The side-effect, known as graft-versus-host disease, occurs when transplanted stem cells attack the host’s organs and tissues, and affects around half of all patients receiving such transplants. The disease can remain for months or even years, even killing some patients before their cancer does.

“Transplanted donor stem cells — and more specifically, the T cells in the donor stem cell product — are particularly good at fighting off leukemia, but these cells can go haywire, unfortunately, and attack the patient’s healthy tissues, causing graft-versus-host disease,” explained Senior Author Dr John F DiPersio, the Virginia E and Sam J Golman Professor of Medicine in Oncology. “The typical ways we can reduce the effects of the disease also tend to weaken the T cells’ ability to attack the cancer. We’re looking for a treatment strategy that stops the disease without shutting down T cells’ assault on the cancer.”

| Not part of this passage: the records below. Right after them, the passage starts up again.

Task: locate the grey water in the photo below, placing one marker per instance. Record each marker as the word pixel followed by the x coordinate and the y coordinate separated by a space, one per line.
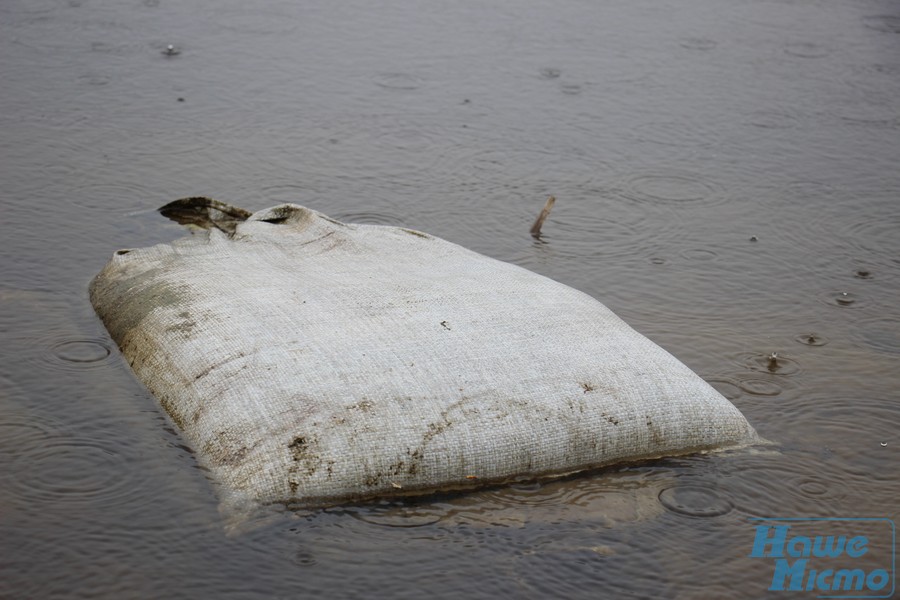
pixel 727 175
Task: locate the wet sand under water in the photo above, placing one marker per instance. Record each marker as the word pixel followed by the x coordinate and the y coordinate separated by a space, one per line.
pixel 727 182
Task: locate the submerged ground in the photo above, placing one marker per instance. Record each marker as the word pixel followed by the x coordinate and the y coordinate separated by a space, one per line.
pixel 727 182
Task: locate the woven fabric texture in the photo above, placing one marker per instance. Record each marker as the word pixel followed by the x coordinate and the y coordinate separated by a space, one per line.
pixel 313 362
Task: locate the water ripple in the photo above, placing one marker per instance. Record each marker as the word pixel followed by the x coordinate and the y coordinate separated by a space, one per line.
pixel 695 501
pixel 74 470
pixel 673 187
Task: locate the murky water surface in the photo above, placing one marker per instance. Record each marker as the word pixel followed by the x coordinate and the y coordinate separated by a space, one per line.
pixel 727 181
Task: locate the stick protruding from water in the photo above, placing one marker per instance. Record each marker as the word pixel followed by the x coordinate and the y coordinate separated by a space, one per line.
pixel 539 222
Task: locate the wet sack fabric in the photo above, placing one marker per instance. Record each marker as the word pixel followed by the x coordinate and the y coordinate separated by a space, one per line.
pixel 312 362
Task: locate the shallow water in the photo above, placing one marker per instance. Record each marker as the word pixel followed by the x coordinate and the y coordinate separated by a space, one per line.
pixel 727 182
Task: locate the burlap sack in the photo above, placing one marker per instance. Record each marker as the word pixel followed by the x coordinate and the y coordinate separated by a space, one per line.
pixel 315 362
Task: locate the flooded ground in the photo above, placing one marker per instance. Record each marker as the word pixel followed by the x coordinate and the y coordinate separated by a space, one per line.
pixel 727 182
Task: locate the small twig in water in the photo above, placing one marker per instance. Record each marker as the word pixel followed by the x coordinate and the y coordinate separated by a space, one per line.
pixel 539 222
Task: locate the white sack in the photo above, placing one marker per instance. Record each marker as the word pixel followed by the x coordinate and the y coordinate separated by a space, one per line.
pixel 314 362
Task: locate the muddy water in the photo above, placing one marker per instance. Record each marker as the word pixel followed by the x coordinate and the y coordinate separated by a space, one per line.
pixel 727 181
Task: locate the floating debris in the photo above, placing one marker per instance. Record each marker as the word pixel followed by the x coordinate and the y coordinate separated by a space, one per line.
pixel 545 212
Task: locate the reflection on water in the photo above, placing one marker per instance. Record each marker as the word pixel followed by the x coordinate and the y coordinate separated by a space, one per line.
pixel 726 182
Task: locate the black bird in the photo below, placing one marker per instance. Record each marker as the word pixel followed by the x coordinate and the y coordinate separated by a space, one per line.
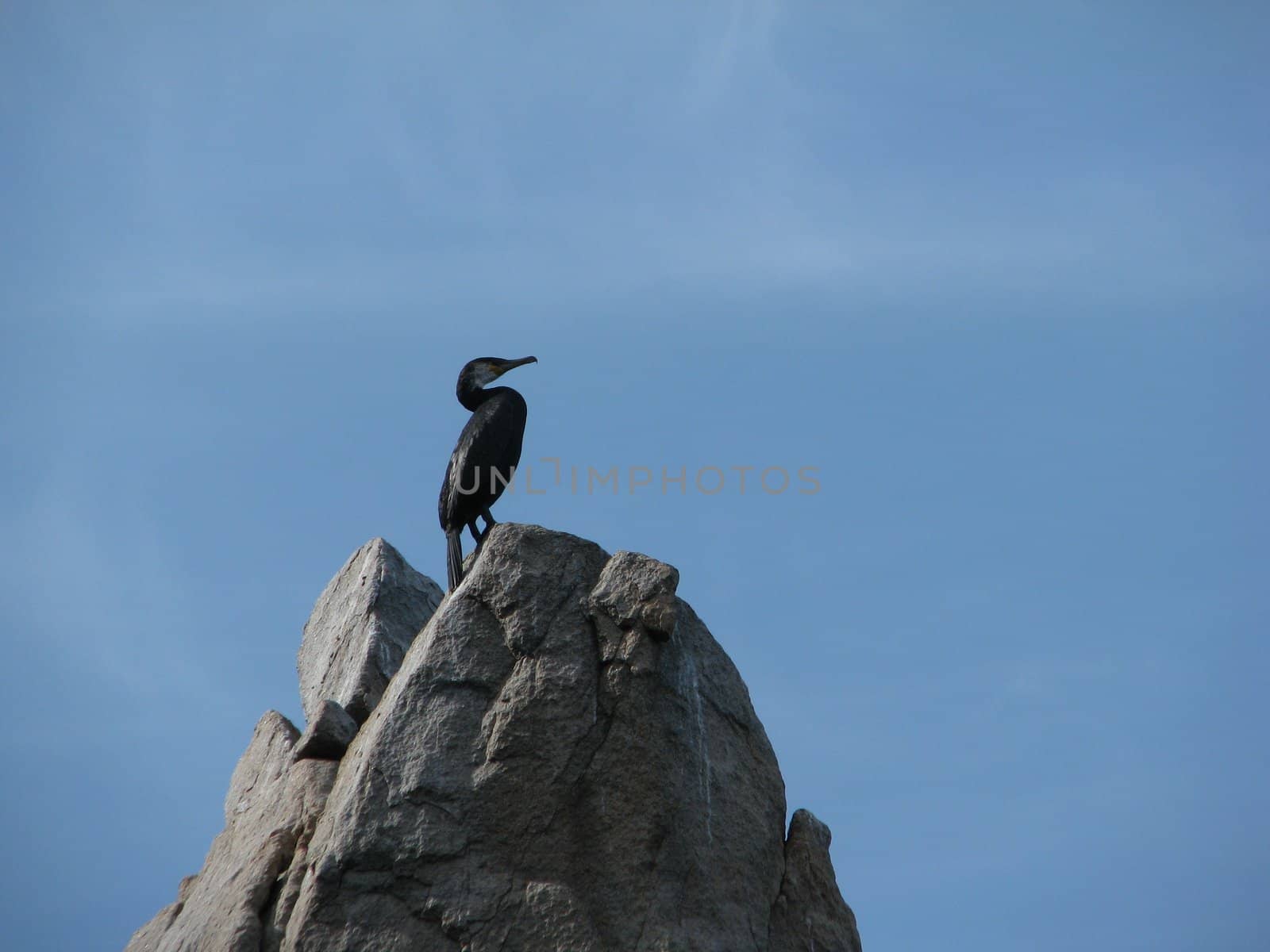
pixel 484 459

Building upon their past work into the role of JAK1/2 kinases and their signaling pathways in immune cell activation and graft-vs-host disease, the team tested baricitinib and ruxolittinib in mice, finding that the former was more effective in reducing and preventing graft-versus-host disease and even boosted the efficacy of donor T cells in fighting cancer.

“We don’t know yet exactly how this happens, but we’re working to understand it,” remarked first author Dr Jaebok Choi, Assistant Professor of Medicine. “We think at least part of the explanation is the drug strips the leukaemia cells of their immune defences, making them more vulnerable to attack by the donor T cells. At the same time, the drug also stops the donor T cells from being able to make their way to important healthy tissues, such as the skin, liver and gastrointestinal tract, where they often do the most damage.”

Baricitinib also increased levels of specific immune cells which can temper immune response and prevent graft-versus-host disease from worsening. These effects appear to be unique to the drug, and were not observed in other JAK inhibitors.

“We were surprised to achieve 100% survival of mice with the most severe model of graft-versus-host disease,” Choi added. “We are now studying the multi-pronged ways this drug behaves in an effort to develop an even better version for eventual use in clinical trials.”